By phone, Stahley participated in the court hearing as County Attorney Robin Davis and public defender Jeremy Clemans appeared before Kissinger in a Concord courtroom. Also joining the hearing remotely was Concord Hospital’s Risk Manager Lisah Carpenter and Dr. Kavitha Kittu, who has treated Stahley during his hospitalization.

Both Davis and Clemans expressed concern about Stahley’s ongoing medical needs as a result of his injuries and his mental health. Davis said Stahley suffers from a history of mental illness and he was intoxicated when police encountered him on the ball field early Sunday morning.

Kissinger agreed that meeting Stahley’s medical needs is critical. However, he wanted to make sure appropriate security arrangements could be made while also not overburdening Concord Hospital, which has made significant changes in recent weeks in response to the coronavirus pandemic.

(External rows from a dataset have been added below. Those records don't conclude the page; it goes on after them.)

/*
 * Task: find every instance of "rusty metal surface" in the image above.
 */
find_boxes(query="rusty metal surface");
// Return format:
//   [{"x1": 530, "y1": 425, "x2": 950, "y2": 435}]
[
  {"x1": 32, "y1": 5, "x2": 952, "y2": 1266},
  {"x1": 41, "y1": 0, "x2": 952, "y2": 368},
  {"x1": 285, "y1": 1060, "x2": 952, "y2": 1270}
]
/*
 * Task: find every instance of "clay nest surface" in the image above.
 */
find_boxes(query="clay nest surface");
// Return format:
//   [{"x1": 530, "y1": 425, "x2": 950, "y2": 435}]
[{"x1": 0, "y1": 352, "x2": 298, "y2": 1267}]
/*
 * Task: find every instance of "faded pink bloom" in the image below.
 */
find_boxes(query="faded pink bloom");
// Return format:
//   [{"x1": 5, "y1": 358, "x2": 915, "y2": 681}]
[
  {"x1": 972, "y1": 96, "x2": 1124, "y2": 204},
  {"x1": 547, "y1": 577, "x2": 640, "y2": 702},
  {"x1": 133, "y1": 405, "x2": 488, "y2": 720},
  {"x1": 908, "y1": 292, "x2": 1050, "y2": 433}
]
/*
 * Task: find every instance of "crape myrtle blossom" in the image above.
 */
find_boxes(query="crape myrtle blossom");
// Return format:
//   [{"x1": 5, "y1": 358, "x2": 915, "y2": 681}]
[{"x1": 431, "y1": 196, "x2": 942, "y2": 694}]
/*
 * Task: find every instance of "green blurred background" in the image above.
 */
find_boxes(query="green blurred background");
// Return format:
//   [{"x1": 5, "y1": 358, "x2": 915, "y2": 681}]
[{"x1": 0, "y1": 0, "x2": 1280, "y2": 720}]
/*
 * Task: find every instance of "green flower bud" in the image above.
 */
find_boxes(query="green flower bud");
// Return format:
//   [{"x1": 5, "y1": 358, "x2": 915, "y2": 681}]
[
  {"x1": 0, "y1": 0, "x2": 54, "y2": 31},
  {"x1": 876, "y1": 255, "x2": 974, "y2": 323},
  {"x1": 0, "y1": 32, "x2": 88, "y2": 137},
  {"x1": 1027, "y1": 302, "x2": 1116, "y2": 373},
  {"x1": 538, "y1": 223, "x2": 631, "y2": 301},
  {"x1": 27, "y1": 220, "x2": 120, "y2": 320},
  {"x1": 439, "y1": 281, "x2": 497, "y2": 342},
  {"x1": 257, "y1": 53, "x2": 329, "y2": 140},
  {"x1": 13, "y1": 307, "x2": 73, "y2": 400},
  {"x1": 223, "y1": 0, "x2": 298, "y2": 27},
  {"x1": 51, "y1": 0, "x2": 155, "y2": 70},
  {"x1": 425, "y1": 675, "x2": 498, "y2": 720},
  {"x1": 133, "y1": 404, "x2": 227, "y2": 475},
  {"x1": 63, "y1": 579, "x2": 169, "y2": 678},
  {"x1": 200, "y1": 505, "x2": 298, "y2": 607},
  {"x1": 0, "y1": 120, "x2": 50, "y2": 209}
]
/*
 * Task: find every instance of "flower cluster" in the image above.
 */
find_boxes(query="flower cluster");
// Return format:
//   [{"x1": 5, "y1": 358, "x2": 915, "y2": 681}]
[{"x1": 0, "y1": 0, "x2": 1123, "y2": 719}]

“Right now the patient has a law enforcement officer with him. If he is moved to personal recognizance then we would lose that,” Carpenter told Kissinger by phone. “I do have concerns about how we would manage this particular patient.”

Kissinger assured Carpenter that under no circumstances would he order Stahley’s continued stay at Concord Hospital unless he could assure the continued presence of a law enforcement officer.

“Thank you,” Carpenter said. “I think we’re okay for a day or two. I wouldn’t want to see it go out much past Thursday.”

During a short break in the hearing, Davis spoke with Merrimack County jail Superintendent Ross Cunningham who said he would assign a corrections officer that afternoon to Stahley at Concord Hospital. An officer will remain with Stahley 24/7 until his transfer to New Hampshire Hospital by Thursday or potentially a county jail.

Stahley was on probation at the time of his arrest Sunday. His criminal record dates back to 2016 and includes convictions for assault and driving while intoxicated.